Nous allons passer trois jours chez eux pour découvrir un petit échantillonnage des multiples attraits que revêt cette côte du majestueux Golfe Saint-Laurent, le plus grand estuaire du monde où le fleuve va terminer sa course de 4.000 km (Si on tient compte de sa traversée des grands lacs américains) pour rejoindre l’Océan Atlantique.
Randonnée au phare de Cap-au-Saumon
Au programme du jour, randonnée pédestre au phare de Cap-au-Saumon. Il y a 43 phares à Québec en bordure du Saint-Laurent et de ses îles. Le phare de Cap-au-Saumon est situé à Saint-Siméon à mi-chemin entre Port-au-Persil et Port-Saumon. Mis en service en 1894, ce phare – perché sur un escarpement de 30 mètres dominant le fleuve – est une tour octogonale de 14 mètres de hauteur qui resta à l’abandon pendant une trentaine d’années avant d’être restaurée soigneusement. Plusieurs bâtiments annexes l’entourent dont la maison du gardien de phare (désormais en location). Un chemin accidenté de 4,5 kilomètres conduit au promontoire.
Nous voilà en route sur un petit sentier boueux qui surplombe complètement le fleuve. Parfois nous nous enfonçons dans la forêt tandis qu’à d’autres moments la vue est complètement dégagée sur l’horizon. Cette semaine, ceux qui ont eu la chance de pouvoir louer ce lieu solitaire et magique y accèdent à quad (Ici, on dit 4×4)… C’est à dire qu’ils n’ont aucun mérite pour retourner chercher du beurre au village… Mais plus fort : il y a aussi une plateforme d’atterrissage pour hélico : le comble du luxe… En revanche, l’accès par la mer est impossible : la falaise est trop abrupte et les courants bien trop violents !
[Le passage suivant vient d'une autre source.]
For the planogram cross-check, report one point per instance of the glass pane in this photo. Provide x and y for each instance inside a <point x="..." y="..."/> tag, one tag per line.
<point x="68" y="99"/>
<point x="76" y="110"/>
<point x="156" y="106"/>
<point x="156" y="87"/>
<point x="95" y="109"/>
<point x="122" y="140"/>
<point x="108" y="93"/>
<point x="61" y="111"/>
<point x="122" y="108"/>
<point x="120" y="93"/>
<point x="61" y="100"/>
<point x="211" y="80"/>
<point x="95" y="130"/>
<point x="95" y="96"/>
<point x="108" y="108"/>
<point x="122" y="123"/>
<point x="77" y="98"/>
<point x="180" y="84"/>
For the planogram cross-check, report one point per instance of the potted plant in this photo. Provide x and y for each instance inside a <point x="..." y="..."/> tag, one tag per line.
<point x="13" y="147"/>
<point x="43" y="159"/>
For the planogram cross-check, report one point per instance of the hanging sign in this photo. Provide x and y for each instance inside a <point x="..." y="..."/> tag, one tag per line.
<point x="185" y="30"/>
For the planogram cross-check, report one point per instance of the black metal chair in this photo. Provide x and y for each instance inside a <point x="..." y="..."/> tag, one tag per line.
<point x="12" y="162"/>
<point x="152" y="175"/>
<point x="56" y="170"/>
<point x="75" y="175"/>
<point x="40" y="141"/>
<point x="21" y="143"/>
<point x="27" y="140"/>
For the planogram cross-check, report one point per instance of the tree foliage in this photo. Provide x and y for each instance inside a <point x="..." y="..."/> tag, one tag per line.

En ce qu’il nous concerne, nous avons bien apprécié notre marche d’approche et la récompense est énorme. Nous allons pique-niquer face à un époustouflant panorama et sous un soleil généreux ! Pour le retour, Fernand choisira une variante qui nous ramènera directement à la maison… Un parcours assez difficile à travers d’hypothétiques tracés dont lui seul a le secret et que parfois il doit rouvrir à la machette… Bref, nous jouerons les « Indiana Jones » pour notre plus grand plaisir.
Nous découvrirons en sa compagnie quelques « spots » ou points de vue sublimes – particulièrement inaccessibles – connus seulement par lui et les ours dont il identifiera les traces et les excréments… La randonnée (environ 5 heures) se transformera bien vite en cueillette de chanterelles (les coins sont secrets : chut !) pour se régaler au dîner, d’un risotto maison bien mérité accompagné d’une truite saumonée du terroir et d’une belle salade aux fleurs comestibles concoctée par nos amies France et Juli…
Descendre en canoë la rivière Petit-Saguenay
Nouvelle journée, nouvelle aventure… Aujourd’hui, Fernand et Robert préparent les canoës traditionnels en cèdre du Québec afin que nous descendions la rivière Petit-Saguenay sur une distance de 13 kilomètres. Grosse logistique : nous avons besoin de trois embarcations (pour 6 personnes) qui vont être hissées sur deux « chars » (Des voitures en « parler québécois », pas des chars d’assaut ! ) par les deux compères. L’une restera sur la zone de départ tandis que l’autre nous récupèrera à l’arrivée de l’expédition !
Nous nous dirigeons en direction de la Route 170 vers Chicoutimi en faisant bien attention de ne pas rencontrer des orignaux (Eh oui ! La pancarte du 511 est vraiment impressionnante !)… Nous trouvons ce panneau très drôle mais il paraît qu’une collision avec ces cervidés géants peut s’avérer fatale… Donc, « En cas d’intrusion »… Ne pas oublier d’appeler le 511 ! Vigilance… Nous atteignons l’embarcadère au bout de 45 minutes.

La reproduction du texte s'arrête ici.